The technical challenges
A big challenge in using fNIRS to map brain oxygen flow is getting good enough optical contact with the scalp without all the hair getting in the way and blocking the light. This is the same problem EEG has and tries to overcome with brush like electrode structures (in the case of dry electrodes). A second challenge is that people have different head shapes and optical path lengths differ on account of that making it difficult to be accurate for everyone. A third challenge (common to all neuroimaging methods) is dealing with artifacts caused by movement of the head. EEG can overcome this by using gel electrodes that stick in place, but it is tougher for fNIRS where it requires complex mathematical acrobatics that rely on assumptions that are a bit of guesswork.
The REAL challenge
The much bigger challenge is what the spatial pattern of oxygen consumption in the brain can really tell you and what you can do with it. Enthusiasm for fNIRS rests on the assumption that knowing where there is activity is informative about what is happening. The challenge with functional localization is that it both exists and doesn’t – obviously whatever the brain is doing happens has to reflect in activity somewhere. But this somewhere could be a bit different for each person (see this post on functional localization), and it moves within a person (see this post on the huge intra-person variability in fMRI and how it has challenged years of research). Second, just because activity (here oxygen consumption) is happening somewhere doesn’t mean you know what it’s about.

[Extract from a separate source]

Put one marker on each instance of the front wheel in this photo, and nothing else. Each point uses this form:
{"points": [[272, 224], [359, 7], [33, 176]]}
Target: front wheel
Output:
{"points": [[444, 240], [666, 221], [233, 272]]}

Imagine if you measured a huge increase in food and electricity consumption in in Atlanta – that would signal more activity and you would know something was going on, but just not what was going on. But even assume that you do know that time, that it means the super bowl is going on because you were also looking at what was happening. Could you subsequently predict when the super bowl is going on just by measuring a change in activity in Atlanta? Not a chance. Next year it may move somewhere else, and besides an increase in activity in Atlanta could just as well be because of a convention. You get the picture. Consequently, many research studies that try to relate fNIRS activity in some region of the brain to different kinds of brain function (cognitive, social etc.) have pretty weak results – small differences at p<0.05, which from the perspective of any reliability of prediction at an individual level is pretty much useless.
All is not lost
While the grand promise of predicting what you are up to based on your blood oxygen may be a tough one to realize, one obvious and useful application is in monitoring recovery from any kind of brain injury or damage to the cortex – stroke for instance arises from a blockage of blood flow and damaged tissue uses less oxygen so you can tell by the increase in oxygen consumption if the brain region is recovering. There may also be other neurological and mental applications that identify more subtle blood flow inequities in the brain as underlying causes. There are also possibilities that arise out of looking at the combination of regions or ‘networks’ of blood flow which could likely tell you more than changes in individual regions but it is yet unclear The jury is out.